On July 31, Étienne Klein, a physicist at École Centrale Paris, and a researcher who has performed experiments using CERN's Large Hadron Collider, posted a photo of a sliced chorizo sausage on Twitter and said it was a photo of our nearest neighboring star, Proxima Centauri taken by the James Webb Space Telescope. “This level of detail…A new world is revealed day after day,” he wrote in his tweet's text (originally in French).

His post was retweeted 4,846 times as of this writing probably because yes, it looks like a plausible Proxima Centauri photo to the almost eight billion people in the world who are not trained physicists, and probably some of the ones who are. 4,846 retweets isn't exactly "breaking the internet," to be sure, but most of the physicist's tweets get closer to 30.

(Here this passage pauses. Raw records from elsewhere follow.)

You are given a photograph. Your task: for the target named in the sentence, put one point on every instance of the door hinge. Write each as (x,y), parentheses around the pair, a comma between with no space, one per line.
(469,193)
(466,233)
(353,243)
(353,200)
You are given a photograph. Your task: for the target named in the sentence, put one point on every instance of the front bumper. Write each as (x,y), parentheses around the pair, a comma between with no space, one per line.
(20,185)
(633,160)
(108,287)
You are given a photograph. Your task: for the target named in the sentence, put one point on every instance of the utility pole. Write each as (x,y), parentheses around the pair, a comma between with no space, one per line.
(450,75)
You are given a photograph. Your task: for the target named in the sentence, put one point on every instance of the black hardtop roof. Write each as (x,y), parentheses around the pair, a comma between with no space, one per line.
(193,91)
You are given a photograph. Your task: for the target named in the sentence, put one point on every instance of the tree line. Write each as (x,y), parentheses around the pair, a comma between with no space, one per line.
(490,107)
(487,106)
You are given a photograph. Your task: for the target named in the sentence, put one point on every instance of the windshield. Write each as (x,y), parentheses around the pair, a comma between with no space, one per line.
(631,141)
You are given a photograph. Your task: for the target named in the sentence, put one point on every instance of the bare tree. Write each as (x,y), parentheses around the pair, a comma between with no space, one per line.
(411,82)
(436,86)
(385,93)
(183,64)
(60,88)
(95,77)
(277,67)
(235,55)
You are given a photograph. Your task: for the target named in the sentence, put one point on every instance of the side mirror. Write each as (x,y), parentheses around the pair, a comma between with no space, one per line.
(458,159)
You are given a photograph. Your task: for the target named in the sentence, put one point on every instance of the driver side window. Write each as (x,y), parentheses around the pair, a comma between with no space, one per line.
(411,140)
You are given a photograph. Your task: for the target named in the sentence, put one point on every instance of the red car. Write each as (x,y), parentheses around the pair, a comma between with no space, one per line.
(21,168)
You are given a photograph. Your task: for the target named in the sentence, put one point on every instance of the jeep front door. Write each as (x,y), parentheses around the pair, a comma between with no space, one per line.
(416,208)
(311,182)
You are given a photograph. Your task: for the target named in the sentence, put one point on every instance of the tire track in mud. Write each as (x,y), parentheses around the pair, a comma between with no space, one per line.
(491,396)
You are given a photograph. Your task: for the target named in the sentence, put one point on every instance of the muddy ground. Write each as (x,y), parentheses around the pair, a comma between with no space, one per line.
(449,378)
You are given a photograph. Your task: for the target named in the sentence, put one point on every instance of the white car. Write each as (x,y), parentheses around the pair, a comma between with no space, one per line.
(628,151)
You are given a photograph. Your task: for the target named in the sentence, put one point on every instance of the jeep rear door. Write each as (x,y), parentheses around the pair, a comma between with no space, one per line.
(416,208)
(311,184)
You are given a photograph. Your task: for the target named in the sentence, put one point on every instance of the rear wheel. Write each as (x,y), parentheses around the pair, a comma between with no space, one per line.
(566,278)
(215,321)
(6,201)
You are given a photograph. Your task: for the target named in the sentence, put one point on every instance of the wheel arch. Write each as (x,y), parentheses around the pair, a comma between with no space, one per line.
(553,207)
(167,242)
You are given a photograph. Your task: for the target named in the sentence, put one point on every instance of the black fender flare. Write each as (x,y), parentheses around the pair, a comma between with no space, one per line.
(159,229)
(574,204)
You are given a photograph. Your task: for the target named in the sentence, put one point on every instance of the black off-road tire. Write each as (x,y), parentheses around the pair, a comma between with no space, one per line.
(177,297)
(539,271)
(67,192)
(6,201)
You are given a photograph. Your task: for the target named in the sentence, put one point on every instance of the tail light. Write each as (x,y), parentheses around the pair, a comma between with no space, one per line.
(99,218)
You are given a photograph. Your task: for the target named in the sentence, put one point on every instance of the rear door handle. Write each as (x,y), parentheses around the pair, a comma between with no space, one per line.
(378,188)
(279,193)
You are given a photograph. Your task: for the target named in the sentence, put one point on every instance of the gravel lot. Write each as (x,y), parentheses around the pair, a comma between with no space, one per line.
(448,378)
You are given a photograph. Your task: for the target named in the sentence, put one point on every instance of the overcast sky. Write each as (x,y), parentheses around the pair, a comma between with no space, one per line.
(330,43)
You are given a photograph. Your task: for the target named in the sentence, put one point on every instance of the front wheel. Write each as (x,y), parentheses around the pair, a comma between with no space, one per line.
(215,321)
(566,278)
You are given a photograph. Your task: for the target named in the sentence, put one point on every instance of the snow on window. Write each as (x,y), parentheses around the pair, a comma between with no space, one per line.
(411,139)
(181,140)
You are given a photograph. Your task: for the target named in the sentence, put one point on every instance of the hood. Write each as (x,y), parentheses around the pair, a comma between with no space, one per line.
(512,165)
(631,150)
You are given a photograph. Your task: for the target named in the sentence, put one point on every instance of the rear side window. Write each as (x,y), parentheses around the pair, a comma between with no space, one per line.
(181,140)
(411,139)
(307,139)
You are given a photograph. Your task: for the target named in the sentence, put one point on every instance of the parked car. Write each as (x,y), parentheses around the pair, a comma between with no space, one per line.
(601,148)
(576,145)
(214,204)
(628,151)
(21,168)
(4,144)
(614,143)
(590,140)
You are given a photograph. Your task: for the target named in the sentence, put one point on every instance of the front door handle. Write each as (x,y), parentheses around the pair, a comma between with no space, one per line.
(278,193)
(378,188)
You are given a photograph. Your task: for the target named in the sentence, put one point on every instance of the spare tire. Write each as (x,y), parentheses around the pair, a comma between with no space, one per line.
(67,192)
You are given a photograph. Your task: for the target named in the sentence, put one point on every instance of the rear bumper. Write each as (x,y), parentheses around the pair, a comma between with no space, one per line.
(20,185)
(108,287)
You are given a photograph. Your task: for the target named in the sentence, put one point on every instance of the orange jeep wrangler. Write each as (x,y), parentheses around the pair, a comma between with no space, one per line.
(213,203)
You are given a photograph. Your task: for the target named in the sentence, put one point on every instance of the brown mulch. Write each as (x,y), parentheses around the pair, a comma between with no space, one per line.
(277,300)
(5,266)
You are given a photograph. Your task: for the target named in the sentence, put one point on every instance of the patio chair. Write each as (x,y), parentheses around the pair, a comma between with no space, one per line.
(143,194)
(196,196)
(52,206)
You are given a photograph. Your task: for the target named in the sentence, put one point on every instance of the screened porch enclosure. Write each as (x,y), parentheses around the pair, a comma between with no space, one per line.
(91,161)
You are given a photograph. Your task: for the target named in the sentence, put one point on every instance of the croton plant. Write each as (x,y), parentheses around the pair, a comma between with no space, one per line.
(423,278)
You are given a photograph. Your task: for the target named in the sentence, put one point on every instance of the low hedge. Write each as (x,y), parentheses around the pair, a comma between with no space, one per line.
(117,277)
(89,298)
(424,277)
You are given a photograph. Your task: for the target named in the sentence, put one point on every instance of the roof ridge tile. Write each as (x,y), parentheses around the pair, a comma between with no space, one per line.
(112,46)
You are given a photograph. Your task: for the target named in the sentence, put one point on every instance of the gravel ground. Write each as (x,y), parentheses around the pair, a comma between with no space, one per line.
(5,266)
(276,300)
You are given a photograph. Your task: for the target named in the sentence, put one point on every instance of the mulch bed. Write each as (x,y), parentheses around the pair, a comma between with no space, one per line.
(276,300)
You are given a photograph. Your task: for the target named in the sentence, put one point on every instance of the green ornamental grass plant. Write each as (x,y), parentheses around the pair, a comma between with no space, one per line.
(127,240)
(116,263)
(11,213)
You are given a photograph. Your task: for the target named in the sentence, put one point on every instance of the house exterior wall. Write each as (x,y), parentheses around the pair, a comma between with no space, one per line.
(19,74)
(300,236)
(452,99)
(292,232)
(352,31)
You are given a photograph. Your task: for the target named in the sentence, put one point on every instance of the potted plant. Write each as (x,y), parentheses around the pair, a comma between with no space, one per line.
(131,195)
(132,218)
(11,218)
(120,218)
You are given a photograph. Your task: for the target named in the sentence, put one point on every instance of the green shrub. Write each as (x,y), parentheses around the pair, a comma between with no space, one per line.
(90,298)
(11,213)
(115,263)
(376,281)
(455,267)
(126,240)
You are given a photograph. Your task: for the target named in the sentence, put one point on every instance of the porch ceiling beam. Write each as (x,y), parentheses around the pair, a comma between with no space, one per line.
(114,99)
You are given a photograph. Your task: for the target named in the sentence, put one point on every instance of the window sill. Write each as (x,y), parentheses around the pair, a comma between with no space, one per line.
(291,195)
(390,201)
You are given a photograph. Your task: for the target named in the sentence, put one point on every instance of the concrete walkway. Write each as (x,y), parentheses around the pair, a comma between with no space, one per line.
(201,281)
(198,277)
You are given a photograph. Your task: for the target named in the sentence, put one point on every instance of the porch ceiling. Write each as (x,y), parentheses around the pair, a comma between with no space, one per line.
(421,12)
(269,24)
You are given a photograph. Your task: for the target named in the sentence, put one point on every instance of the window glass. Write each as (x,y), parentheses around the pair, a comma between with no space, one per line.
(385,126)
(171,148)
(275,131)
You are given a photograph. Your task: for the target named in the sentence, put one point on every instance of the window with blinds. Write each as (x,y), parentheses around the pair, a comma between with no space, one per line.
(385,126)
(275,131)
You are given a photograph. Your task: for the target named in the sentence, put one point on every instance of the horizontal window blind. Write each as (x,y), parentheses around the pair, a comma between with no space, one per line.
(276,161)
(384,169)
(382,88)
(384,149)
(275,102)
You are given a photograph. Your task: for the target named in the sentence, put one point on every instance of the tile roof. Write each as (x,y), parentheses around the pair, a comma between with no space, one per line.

Klein had apparently recycled a picture posted on the photo-sharing site Imgur in 2018, with a similar, though ungrammatical, joke attached. "Blood Moon as it can seen now in Spain," wrote Imgur user superl0pez.

After Klein's version of the chorizo joke went up, confusion reigned for a while, according to the French news site Le Point, as some users pointed out that the sausage was a sausage, and others just shared what looked like a cool picture of a star.

Then on August 2, Huffington Post France reached out to Klein for an explanation and he told them (originally in French) that it was the first time he'd cracked such a joke, and that he was "more on this network as a figure of scientific authority," and guessed that if he "hadn't said it was a photo [from] James Webb, it wouldn't have been so successful."

The next day, Klein apologized on Twitter, though he maintains that he "simply wanted to urge caution" about sharing such images online.

So remember folks: only spread photos like this if they come from qualified scientists who aren't known for posting jokes online. Or, I guess to be on the safe side, just don't use social media.